I could've sworn I had this card already -- I thought my 2020 Topps base needs were long extinct, because only inserts remained on my want lists. So you can imagine my surprise when I opened one of my Dodgers binders recently, saw the Opening Day version of this Bellinger...without the standard Flagship card next to it. Oh, the horror! I flipped through page after page, thinking there had been some mistake. But the truth soon became clear: I didn't have it.
A few clicks later, though, and the gremlins had been defeated once again.
Online card shopping makes player collecting a whole lot easier -- I've never seen a specific "Kenny Lofton" section in a card show dime box or anything.
Mini-collecting, on the other hand, is a bit tougher in the digital world, but it can be done.
Card Barrel doesn't have the randomness I enjoy out of other Internet sites, but I did manage to find an excellent '78 Burger King JR Richard I needed, which looks a whole lot brighter next to the raggedy regular '78 Topps Richard I've owned since I was a kid.
If you've collected long enough, I'm sure you've had the HOW DO I NOT ALREADY HAVE THIS CARD?! feeling many times over.
Happens to me regularly.
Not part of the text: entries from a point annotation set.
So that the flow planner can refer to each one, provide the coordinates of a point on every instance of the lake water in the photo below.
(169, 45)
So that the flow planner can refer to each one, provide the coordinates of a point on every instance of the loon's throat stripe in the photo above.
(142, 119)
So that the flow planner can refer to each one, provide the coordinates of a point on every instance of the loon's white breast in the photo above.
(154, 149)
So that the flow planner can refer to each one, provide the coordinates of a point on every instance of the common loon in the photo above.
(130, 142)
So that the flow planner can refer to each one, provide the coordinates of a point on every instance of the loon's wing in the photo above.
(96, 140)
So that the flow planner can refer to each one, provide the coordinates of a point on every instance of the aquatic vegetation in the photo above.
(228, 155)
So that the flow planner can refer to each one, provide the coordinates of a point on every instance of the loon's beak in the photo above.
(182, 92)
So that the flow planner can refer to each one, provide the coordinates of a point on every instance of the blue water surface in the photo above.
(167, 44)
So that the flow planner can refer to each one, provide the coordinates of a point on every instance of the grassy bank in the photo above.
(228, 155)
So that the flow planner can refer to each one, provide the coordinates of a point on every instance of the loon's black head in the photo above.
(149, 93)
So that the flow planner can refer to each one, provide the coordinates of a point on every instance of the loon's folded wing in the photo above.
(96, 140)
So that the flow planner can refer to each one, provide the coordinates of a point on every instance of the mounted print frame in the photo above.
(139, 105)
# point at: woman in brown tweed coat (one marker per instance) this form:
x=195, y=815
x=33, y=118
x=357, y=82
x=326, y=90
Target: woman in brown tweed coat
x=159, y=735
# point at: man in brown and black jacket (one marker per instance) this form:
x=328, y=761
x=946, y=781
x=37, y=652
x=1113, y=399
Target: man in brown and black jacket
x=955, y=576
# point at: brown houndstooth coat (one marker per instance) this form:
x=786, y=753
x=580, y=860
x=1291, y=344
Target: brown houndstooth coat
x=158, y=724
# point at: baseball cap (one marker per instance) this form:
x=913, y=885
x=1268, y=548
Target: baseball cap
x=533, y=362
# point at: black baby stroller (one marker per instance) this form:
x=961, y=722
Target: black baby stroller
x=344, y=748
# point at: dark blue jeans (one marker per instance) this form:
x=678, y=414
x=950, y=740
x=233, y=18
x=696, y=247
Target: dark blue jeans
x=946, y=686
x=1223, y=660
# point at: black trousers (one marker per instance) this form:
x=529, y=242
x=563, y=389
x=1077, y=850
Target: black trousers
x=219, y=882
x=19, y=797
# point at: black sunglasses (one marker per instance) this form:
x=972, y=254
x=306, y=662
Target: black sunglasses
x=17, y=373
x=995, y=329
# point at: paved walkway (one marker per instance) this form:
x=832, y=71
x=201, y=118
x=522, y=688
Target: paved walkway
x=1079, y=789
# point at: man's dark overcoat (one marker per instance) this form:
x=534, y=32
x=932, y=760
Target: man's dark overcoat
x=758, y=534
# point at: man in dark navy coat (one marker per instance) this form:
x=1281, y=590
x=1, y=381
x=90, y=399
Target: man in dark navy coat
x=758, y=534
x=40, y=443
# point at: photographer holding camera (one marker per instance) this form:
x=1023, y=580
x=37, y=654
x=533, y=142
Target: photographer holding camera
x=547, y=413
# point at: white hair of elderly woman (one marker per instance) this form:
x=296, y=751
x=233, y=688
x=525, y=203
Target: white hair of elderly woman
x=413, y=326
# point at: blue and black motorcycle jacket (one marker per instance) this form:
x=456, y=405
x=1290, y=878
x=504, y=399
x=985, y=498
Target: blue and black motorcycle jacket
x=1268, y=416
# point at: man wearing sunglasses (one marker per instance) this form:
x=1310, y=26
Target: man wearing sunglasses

Fernando Valenzuela is one of my top player collections, but somehow that regular ol' '86 Topps Record Breaker card slipped by me this whole time. Into the Card Barrel cart it went, discreetly mixed in with a few other scattered needs, without anyone being the wiser.
Well...until now, anyways.
A weird paradox of card collecting: overproduction-era stuff is so common that I almost never see it at card shows.
Granted, I can't imagine people would flock to a table filled with 1990 Donruss, but I honestly wouldn't mind digging through an entire dime box of 1993 Upper Deck or something -- because apparently I still need a few cards from a set I thought I'd already seen ten times over.
Here's a page from my Second Dime Box Frankenset -- Page 69, #s 613-621, to be exact.
But why am I showing this now, you ask?
Because up until this order arrived, it featured the lone open slot in my frankenset -- that dastardly #618.
But thanks to the simple trick of plugging the number "618" into a card database, and seeing if any frankenset-worthy cards showed up, the internet helped me accomplish something I've been wanting to say for a long time now: the Second Dime Box Frankenset is now complete!
Makes sense that this fun in-motion card from '93 Upper Deck would finish things off -- '93 UD is a photographic masterpiece, and probably the single largest contributor to my frankenset. I'll still upgrade/change cards as I see fit, of course, but I can sleep a little easier knowing all 666 frankenset slots are finally filled (although now I'm fighting the temptation to start a third frankenset). And okay, I might as well just say this, no matter how begrudgingly -- I have the Internet to thank for it.
I miss card shows as much as any collector would, but if nothing else, the pandemic months have shown be that online card shopping can be just as fun.